If you like the off centre output of Warp, Ninja and the like, or you’ve had more than a passing care for minimalist classical composers Steve Reich, Philip Glass and Michael Nyman, then Andrew Poppy should be just your thing.
He may not be an exact soundalike for any of those mentioned above, but Poppy’s style has elements of all, in some cases predating the composers themselves, arriving at a distinctive and melodic approach. He demonstrates an uncanny talent for spreading short melodic motifs over long distances without causing the mind to wander, using subtle development and barely detectable changes in orchestration.

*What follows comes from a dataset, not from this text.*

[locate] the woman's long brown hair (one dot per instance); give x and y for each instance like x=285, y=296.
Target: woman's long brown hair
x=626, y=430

Straddling the pop and classical divide, his music sometimes uses a drum kit to propel it forward, at other times it descends into an uniquely electro-acoustic style.
Several composers have adopted his approach since, among them Michael Torke and Michael Gordon, but it’s doubtful any of them have made a recording quite like the seminal Cadenza for piano and electric piano, an almost transcendental piece of music that stays rooted in E flat for what seems like an eternity, arpeggiated figures dancing around each other. At the other end of the scale is Poppy’s theme for the Channel 4 series The Tube, demonstrating an ability to popularise his music if required.

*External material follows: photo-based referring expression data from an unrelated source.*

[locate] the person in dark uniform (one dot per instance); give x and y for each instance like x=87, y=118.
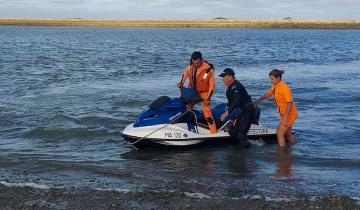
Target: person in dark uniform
x=238, y=98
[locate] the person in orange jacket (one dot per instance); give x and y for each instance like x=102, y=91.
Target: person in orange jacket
x=284, y=101
x=202, y=79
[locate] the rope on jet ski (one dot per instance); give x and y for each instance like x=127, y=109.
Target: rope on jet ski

The orchestral pieces are structurally convincing if not perhaps containing the same onward propulsion that characterises the music of Reich. At any rate it’s interesting to follow their development, and with musicians of the quality of Jocelyn Pook and John Harle involved, performance standards are exemplary. Electronic and acoustic instruments rub shoulders on most pieces, not always most comfortably when a curious vocal effect is chosen on the keyboards.

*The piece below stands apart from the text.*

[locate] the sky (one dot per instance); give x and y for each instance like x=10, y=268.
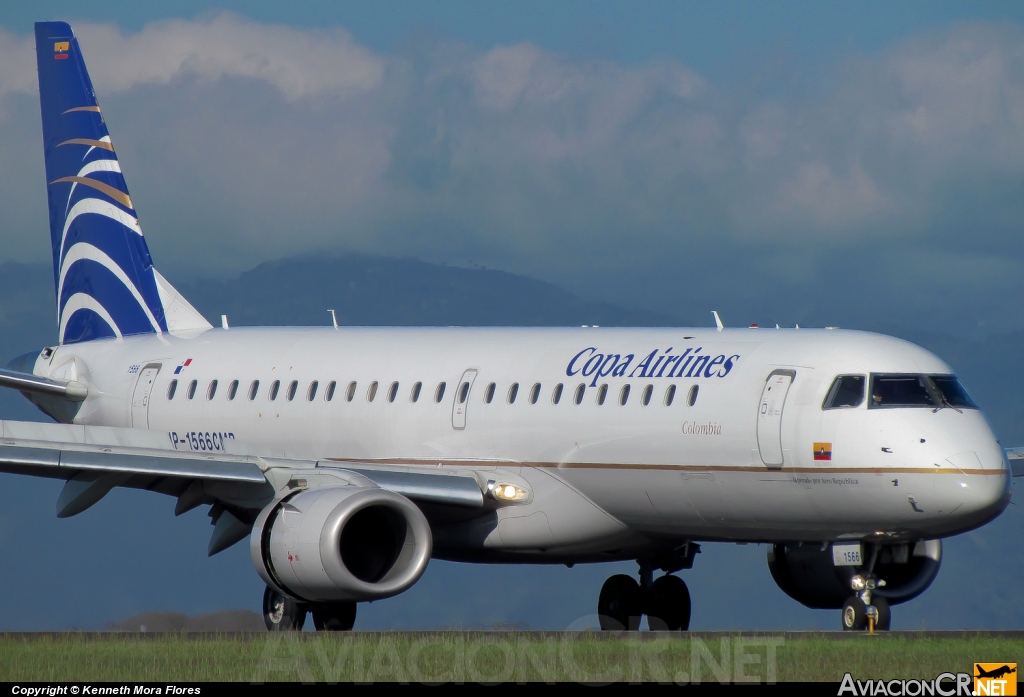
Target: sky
x=812, y=163
x=790, y=162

What will surprise is the year of genesis of these pieces. Poppy joined the ZTT label some twenty years ago, hence this commemorative collection of material, and at this time minimalist music was very much underground. The other parallel to draw with Poppy is Cabaret Voltaire, for some of the music takes on an experimental form, fractured rhythms thrown around for dissection. Nowhere is this more evident than Kink King Adagio, which could be termed as “industrial downtempo” – not the most appealing genre name, but an intriguing listen nonetheless.
ZTT’s comprehensive package includes rarities, remixes and much detail on Poppy’s history with the label, and its presentation does him proud. If his is a name unfamiliar to you until now, further exploration can be wholeheartedly recommended. With the 3-CD set retailing for the same price as one, there can’t be too many excuses!